Jack’s running out to his car which is supposed to be at Kennedy Memorial Hospital. He breaks into a sweet old ride with a nice laptop inside, not to mention some easily spottable Sprint gear.
That’s a really derelict looking hospital that Jack just “escaped” from. More Warehouse than Hospital, I think.
Aaaaand Freckles with the ID of The Real Killer in the photo! Good job, Freckles! And not just the ID, but exposition too! Hey wait a minute… is she after Bill’s job? God, the body’s not even cold yet…
Hodges and his lackey are talking in what looks like a very nice K Street office. It actually looks a lot like one of the floors at the Columbia Square building on E Street, but I’m not 100% sure.
Jack is driving through somewhere in DC. Judging by the amount of not-turning, I’d say he’s on one of the main arteries. Of course, this is magic DC, so Jack’s probably using some sort of cross-dimensional highway that just LOOKS like he’s using a straight road, when instead he’s using a mythic tunnel between Anacostia and Petworth or something.
And, we’re back. Freckles is indignant to Agent Moss, and finds herself under arrest.

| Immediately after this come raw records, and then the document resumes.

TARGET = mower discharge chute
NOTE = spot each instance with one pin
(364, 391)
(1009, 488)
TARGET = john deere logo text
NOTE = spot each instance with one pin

The Senator’s at his mythical home on Deerbrook Avenue, somewhere in one of the four quadrants. It is, I’m certain, no accident that the search results in Google suggest, instead, a map of Washington DC:
DON’T GO IN THE BASEMENT, SENATOR! Oh wait, it’s just Jack. Who must be, like, the politest hostage-taker ever. Do you see how he addresses the Senator as “sir” while ordering him around? That’s what separates us from the terrorists, kiddies.
Does anyone believe that’s the White House briefing room? Anyone? It’s laughable.
The guy who plays the murderer on like, every episode of Law & Order ever has some illicit information for Junction Jack. Oh noes! A leak? (Why wouldn’t there be a leak in an administration where the FBI, Secret Service, and Congressional staff are all compromised? Does this surprise anyone? And why doesn’t anyone have a password on their computer?)
Meanwhile, Mr. Chloe is getting strong-armed into decrypting what Freckles sent to Jack. It’s Blowfish encryption, he says, very strong UNLESS you know the secret back door into it that the coder built. Apparently the 24 writers don’t know that Bruce Schneier, Geek God of Security, wrote the Blowfish algorithm while ensconced on the holy mount of Encryptius. In other words, don’t go accusing him of building back doors into his shit. He will punk your day. Also, 148-bit Blowfish encryption is mathematically impossible.
So Jack is accessing the sekrit files pertaining to Sangala and Starkwood on the Senator’s mysteriously unprotected computer, and apparently NO ONE EVER ENHANCED THE PHOTO of the cop at the accident scene before, because look! He’s the same guy who killed the federal witness!
And juuuuust as the Senator comes around to being a Bauer-Booster, there’s a knock at the door. OH SNAP*, the Senator is gunned down in the doorway of his own house. That’s cold, dude.
*That was for Katie.
Junction Jack is accusing Li’l Taylor of leaking the information about Bauer to the media, right in front of her mother! Li’l Taylor makes with the alibi, though, making Jack look the fool.
Don’t you cross Junction Jack. He will cast you down with the Sodomites.
And at LAST, we are finally back outside, where Jack Bauer is whining like a sissy at that tiny little cut on his hand. I’m pretty sure there are no fences that tall in DC, and especially not anywhere near a neighborhood where a Senator lives. For that matter, I’m pretty sure in the Senator’s neighborhood that amount of machine gun fire wouldn’t go unnoticed.
But hey! Jack found a bulldozer with the keys still in it! Convenient, no? After Jack brings a fist to the gunfight and WINS, he conveniently finds a text message on the dead suspect’s phone that tells him that our next big plot point is happening at the Port of Alexandria, yard C, at 10:30. It takes half an hour to get there from the middle of DC-ish, and so conveniently, that’s how long Jack HAS to get there.
Oh yeah, and Tony’s at 5th and B. STILL NO QUADRANT. Seriously, writers? Read a damn book about DC.